Buy them you will not be disapointed :thumb:


----------



## Rundie (Oct 2, 2007)

Any chance of a pic or two, I've just got samples from them. 
Look good quality and like the fact that although thinner than some they are solid and don't have the 'waffle' ridged backing, other makes are a bit misleading when quoting 10mm thick when the face of the tile is probably only around 3mm.

One question, they appear to go together tight, do the joints hold together OK?
They do suggest using silicone on the joints for added waterproofing, I'm guessing this is applied to tabs before which would take ages?



cleancar said:


> I did indeed buy the floor , I need to get some pics posted but I was very pleased with the tiles , although they are thinner than some of the competitors its a non issue. They are more than man enough for the job.
> 
> Very pleased with them , make sure you order extra tiles incase you need to replace some in the future
> 
> ...


----------



## cleancar (Sep 21, 2006)

Rundie said:


> Any chance of a pic or two, I've just got samples from them.
> Look good quality and like the fact that although thinner than some they are solid and don't have the 'waffle' ridged backing, other makes are a bit misleading when quoting 10mm thick when the face of the tile is probably only around 3mm.
> 
> One question, they appear to go together tight, do the joints hold together OK?
> They do suggest using silicone on the joints for added waterproofing, I'm guessing this is applied to tabs before which would take ages?


The joints are solid and tight and you dont need any silicone , standing water on the tiles doesnt leech into the joints , you can spill water on them and it doesnt go through.

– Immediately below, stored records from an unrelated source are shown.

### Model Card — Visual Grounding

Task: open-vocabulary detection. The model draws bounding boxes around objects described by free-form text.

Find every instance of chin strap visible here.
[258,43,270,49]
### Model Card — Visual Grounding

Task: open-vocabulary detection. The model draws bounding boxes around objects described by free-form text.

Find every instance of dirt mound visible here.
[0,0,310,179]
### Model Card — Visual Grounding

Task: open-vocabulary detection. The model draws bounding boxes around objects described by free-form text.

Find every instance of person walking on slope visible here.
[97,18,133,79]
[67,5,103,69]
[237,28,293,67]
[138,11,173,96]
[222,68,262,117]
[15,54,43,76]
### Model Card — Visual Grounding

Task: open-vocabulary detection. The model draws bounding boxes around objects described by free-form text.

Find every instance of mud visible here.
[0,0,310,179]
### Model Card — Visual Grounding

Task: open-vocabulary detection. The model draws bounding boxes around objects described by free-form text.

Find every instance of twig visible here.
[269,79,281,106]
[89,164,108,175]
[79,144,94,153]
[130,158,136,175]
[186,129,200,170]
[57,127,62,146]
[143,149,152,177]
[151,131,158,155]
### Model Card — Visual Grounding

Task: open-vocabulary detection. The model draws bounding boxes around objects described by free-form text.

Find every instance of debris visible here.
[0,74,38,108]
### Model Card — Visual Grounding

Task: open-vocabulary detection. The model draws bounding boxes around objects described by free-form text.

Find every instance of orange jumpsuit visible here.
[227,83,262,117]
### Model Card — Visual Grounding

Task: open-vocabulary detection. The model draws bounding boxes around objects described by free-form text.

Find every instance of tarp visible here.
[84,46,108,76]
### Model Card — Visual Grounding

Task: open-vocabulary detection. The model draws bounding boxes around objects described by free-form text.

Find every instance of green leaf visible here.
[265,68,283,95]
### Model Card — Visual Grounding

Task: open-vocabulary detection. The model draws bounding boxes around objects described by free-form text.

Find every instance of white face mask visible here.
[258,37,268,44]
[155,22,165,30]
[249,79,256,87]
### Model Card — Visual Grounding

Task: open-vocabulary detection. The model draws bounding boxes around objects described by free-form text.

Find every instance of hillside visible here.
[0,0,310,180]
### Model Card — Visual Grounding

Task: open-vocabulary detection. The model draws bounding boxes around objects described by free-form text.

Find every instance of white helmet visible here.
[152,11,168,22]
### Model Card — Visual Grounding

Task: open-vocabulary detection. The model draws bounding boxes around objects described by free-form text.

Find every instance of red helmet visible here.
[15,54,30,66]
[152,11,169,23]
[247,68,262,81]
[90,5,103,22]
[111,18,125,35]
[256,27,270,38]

The only bit I can think you may need a spot of silicone is the edge ramping leading into the garage , when the sun hits them the leading edge can curl slightly, I havent bothered and normal shape resumes when cool

You really wont be disappointed with them , I had all the samples from competitors and still pleased with my purchase

Purchase some sharp industrial scissors or tin snips to cut them , very easy to lay.

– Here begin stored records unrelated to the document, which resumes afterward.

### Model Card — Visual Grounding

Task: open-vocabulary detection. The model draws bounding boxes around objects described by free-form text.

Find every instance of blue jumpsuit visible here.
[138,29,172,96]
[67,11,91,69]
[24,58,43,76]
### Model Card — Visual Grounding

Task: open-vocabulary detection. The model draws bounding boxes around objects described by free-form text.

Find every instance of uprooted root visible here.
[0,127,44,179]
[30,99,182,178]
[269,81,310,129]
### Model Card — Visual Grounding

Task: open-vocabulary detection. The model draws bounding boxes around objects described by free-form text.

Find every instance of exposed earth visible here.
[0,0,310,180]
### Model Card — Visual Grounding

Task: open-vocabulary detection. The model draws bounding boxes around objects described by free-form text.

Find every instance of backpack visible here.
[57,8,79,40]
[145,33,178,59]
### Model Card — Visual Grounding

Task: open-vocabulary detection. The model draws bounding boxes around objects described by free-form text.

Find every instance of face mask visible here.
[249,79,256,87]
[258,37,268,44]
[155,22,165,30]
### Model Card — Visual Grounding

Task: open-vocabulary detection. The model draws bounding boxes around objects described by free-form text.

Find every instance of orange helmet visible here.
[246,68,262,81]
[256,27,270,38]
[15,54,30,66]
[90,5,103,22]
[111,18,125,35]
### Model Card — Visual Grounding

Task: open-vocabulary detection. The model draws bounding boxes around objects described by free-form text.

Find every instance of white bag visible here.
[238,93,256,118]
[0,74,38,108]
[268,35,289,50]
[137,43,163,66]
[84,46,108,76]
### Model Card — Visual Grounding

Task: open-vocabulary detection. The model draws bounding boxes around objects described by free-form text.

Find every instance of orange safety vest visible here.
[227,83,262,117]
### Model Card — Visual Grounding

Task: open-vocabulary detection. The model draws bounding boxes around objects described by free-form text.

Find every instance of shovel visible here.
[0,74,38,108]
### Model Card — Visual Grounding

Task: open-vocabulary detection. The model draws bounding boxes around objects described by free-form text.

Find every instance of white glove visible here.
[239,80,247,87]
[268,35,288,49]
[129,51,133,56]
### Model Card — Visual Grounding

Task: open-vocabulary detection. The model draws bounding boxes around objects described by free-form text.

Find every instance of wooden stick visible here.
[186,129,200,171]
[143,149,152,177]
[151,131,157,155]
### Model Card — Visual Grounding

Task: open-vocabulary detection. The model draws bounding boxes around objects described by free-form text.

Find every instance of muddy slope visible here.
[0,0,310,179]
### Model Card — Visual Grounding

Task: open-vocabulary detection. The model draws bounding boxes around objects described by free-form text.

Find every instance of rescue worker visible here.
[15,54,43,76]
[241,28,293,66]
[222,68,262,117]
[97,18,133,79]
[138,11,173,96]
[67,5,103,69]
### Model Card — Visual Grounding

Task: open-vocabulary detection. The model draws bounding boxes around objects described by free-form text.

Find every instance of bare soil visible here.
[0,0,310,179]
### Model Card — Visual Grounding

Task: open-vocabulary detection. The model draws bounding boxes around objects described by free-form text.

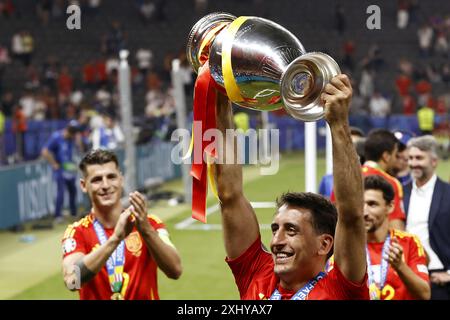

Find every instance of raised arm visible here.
[322,75,366,282]
[215,93,259,259]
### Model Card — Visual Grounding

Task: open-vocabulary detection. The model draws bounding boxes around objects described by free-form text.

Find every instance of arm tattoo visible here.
[75,259,95,284]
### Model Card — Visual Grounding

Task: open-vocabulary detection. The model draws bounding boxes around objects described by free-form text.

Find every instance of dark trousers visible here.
[55,170,77,217]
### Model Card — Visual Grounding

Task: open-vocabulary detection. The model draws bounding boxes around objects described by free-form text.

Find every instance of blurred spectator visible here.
[178,50,194,97]
[0,0,15,18]
[395,73,412,97]
[138,0,156,23]
[401,95,416,115]
[0,91,14,118]
[105,55,120,77]
[0,105,6,166]
[42,56,58,93]
[403,136,450,300]
[425,64,441,83]
[24,65,41,91]
[11,32,24,62]
[33,93,48,121]
[153,0,167,22]
[52,0,66,19]
[12,104,28,162]
[95,58,108,86]
[0,46,11,96]
[397,0,409,29]
[389,130,415,186]
[136,48,153,78]
[95,86,111,111]
[350,87,368,115]
[434,28,450,58]
[58,66,73,98]
[36,0,53,26]
[369,92,391,118]
[92,113,125,150]
[417,24,434,58]
[87,0,102,15]
[359,69,375,99]
[103,20,125,56]
[334,3,347,34]
[41,120,83,223]
[417,105,434,135]
[19,90,36,119]
[342,40,355,72]
[441,63,450,86]
[22,31,34,67]
[83,61,96,90]
[415,79,432,105]
[145,72,165,118]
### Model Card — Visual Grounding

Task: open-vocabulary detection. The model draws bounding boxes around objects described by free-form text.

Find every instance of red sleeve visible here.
[330,190,336,203]
[61,225,88,258]
[225,236,273,297]
[389,178,406,221]
[147,214,166,230]
[407,235,430,282]
[325,264,369,300]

I'll get some pics but away on business for a few weeks


----------



## nbray67 (Mar 22, 2012)

cleancar said:


> The joints are solid and tight and you dont need any silicone , standing water on the tiles doesnt leech into the joints , you can spill water on them and it doesnt go through.
> 
> The only bit I can think you may need a spot of silicone is the edge ramping leading into the garage , when the sun hits them the leading edge can curl slightly, I havent bothered and normal shape resumes when cool
> 
> ...


Thread revival but how are the tiles holding up CC?


----------